PEACE campaigners warned against a return to war in Libya yesterday after the US killed 41 people in air raids.
Pentagon spokesman Peter Cook said US F-15 jets flying from bases in Europe had bombed a suspected Islamic State (Isis) training camp near the western Libyan town of Sabratha early yesterday.
A witness in the city said he heard two explosions at 3.30am coming from the nearby village of Qasr Talel. He said a house belonging to Abdel-Hakim al-Mashawat, known locally as an Isis militant, was targeted.
The Sabratha city council put the death toll at over 40 with more wounded, some critically.
“There are torn body parts buried under the rubble,” it said in a posting, adding that not all the victims were Libyans.
Mr Cook confirmed that one of those targeted was Noureddine Chouchane, a Tunisian national, and “an Isis senior facilitator in Libya associated with the training camp.”
He said Tunisian officials suspected Mr Chouchane of taking part in the March 18 2015 shooting massacre at the Bardo National Museum in Tunis that left 24 people, mostly tourists, dead.
Earlier yesterday, anonymous US government sources had told the New York Times that Mr Chouchane was believed — but not confirmed — to have been killed.
In recent weeks Washington has sought support from Nato and other Arab nations for a new military intervention in the country, which has been prey to Islamist militants since Nato overthrew its government in 2011.
British, French, Italian and US special forces are operating in the country and the US bombed suspected targets in November.
But US Defence Secretary Ashton Carter said last week that Washington would “keep open the option to do things unilaterally.”
British Peace Assembly (BPA) co-ordinator Liz Payne condemned the bombing.
“This represents an expansion of the militarisation of the region. The current lawlessness in Libya is a direct result of the action of the US and its allies and the vacuum created by the removal of the elected government of Libya in 2011,” she said.

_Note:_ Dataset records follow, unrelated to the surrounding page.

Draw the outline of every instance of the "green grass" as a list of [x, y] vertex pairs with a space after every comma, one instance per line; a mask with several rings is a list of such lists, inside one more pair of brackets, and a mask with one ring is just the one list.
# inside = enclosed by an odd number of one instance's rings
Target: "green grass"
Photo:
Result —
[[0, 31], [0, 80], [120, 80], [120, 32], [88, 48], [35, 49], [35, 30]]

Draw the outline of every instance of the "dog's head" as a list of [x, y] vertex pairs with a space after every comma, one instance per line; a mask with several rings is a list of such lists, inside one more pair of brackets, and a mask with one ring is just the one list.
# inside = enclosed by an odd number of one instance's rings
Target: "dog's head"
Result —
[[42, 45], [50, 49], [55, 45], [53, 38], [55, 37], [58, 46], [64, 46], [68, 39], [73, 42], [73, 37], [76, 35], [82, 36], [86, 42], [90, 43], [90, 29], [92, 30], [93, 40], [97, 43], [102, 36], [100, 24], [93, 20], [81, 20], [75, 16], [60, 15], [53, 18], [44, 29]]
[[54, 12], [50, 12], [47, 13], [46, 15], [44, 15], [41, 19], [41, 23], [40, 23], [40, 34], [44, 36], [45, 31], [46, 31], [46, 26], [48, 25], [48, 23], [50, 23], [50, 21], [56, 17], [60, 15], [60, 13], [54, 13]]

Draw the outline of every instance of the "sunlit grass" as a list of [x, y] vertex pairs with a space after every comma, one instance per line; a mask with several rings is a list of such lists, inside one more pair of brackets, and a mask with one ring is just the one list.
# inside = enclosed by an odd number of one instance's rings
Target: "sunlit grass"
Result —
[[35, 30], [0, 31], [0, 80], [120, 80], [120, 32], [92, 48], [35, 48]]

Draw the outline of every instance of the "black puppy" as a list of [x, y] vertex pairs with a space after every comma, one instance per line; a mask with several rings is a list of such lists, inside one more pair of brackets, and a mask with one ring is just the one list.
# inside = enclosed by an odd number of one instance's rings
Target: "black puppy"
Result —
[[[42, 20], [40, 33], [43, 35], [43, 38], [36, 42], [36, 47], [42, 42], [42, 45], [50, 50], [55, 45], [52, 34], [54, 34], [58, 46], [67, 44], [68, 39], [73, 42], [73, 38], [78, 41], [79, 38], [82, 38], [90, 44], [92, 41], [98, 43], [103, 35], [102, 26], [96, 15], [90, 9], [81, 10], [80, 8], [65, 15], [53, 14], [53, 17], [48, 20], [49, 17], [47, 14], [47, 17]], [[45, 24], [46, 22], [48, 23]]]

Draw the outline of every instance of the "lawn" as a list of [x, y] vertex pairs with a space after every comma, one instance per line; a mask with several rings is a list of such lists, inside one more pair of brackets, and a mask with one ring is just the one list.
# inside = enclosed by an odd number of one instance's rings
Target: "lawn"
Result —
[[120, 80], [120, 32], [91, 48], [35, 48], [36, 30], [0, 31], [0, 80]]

Ms Payne said the BPA reiterated that the international community must act through the UN to defeat terrorism and do everything possible to bring peace to north Africa and the Middle East.
“Unilateral military actions have no place in the process and Britain must do nothing to aid or abet them.”
Stop the War Coalition spokesman Chris Nineham called for an immediate end to attacks on Libya.
“The last assault on Libya in 2011 left 40,000 dead and a failed state which fast became a haven for terrorists,” he added.
And anti-nuclear arms campaigners CND chair Kate Hudson said: “Repeating the same failed policy and expecting a different outcome is sheer folly and the US’s current action in Libya is to be deplored.”
Libya, once the most prosperous nation in Africa, has descended into chaos since Gadaffi was overthrown by Nato-backed rebels.
Since then Libya has been divided between the Western-backed government Council of Deputies in the eastern city of Tobruk and the New General National Congress in the capital Tripoli.
Negotiations in Tunisia towards a unity government have repeatedly stalled.